Leaving here tomorrow morning to Indianapolis to pick up my puppy 3 hour trip 190 miles. Not looking forward to the drive but cant wait to get her.


----------



## Straw Hat Kikos (Jan 11, 2013)

What kind of dog?


----------



## FahrendorfFarms (Jan 11, 2013)

She is a Pyrenees from POORBOY


----------



## Straw Hat Kikos (Jan 11, 2013)

Oh cool. Another BYH member buying from another BYH member.


----------



## neener92 (Jan 11, 2013)

Straw Hat Kikos said:
			
		

> Oh cool. Another BYH member buying from another BYH member.


  How exciting!


----------



## FahrendorfFarms (Jan 12, 2013)

Well she is home in the barn she has a stall where she cans see all the goats and can get in with one pen, she run from side to side looking at them


----------



## poorboys (Jan 13, 2013)

Glad you made it home safely, I know she'll make you a good dog, thanks so much for coming up and getting her, No more till summer.
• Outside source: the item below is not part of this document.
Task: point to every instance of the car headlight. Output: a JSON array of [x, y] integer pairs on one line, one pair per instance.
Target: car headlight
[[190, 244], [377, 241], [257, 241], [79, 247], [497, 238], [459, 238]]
Hope you all enjoy her.


----------



## jodief100 (Jan 13, 2013)

She is soooooo cute!  I had to go over and play with her last night.


----------



## goat boy (Jan 17, 2013)

I bet you REALLY like her ''


----------



## goat boy (Jan 17, 2013)

Post some pics'


----------



## CrazyFlocksters (Jan 17, 2013)

pics please


----------



## Southern by choice (Jan 17, 2013)

Yes... pics please!


@ POORBOYS-   for breeding sound/stable dogs!


----------



## Pearce Pastures (Jan 17, 2013)

Southern by choice said:
			
		

> Yes... pics please!
> 
> 
> @ POORBOYS-   for breeding sound/stable dogs!


X2 on the pictures and X2 on the  for Poorboys' puppies!


----------



## FahrendorfFarms (Jan 17, 2013)

she hides when we go to take pics its supposed to warm up saturday, shes gonna spend the whole day in the big pasture with the goats, hopefully she will hold still for some pics, i weighed her she weighs 18 lbs


----------



## goat boy (Jan 17, 2013)

How old is she


----------



## Stubbornhillfarm (Jan 18, 2013)

Can't wait to see pics and congratulations!  I wish you the best trying to get her to hold still for a good photo.  Mine are 9 months old and I can't get them to hold still for a decent picture.


----------



## FahrendorfFarms (Jan 18, 2013)

Shes is 11 weeks this weekend


----------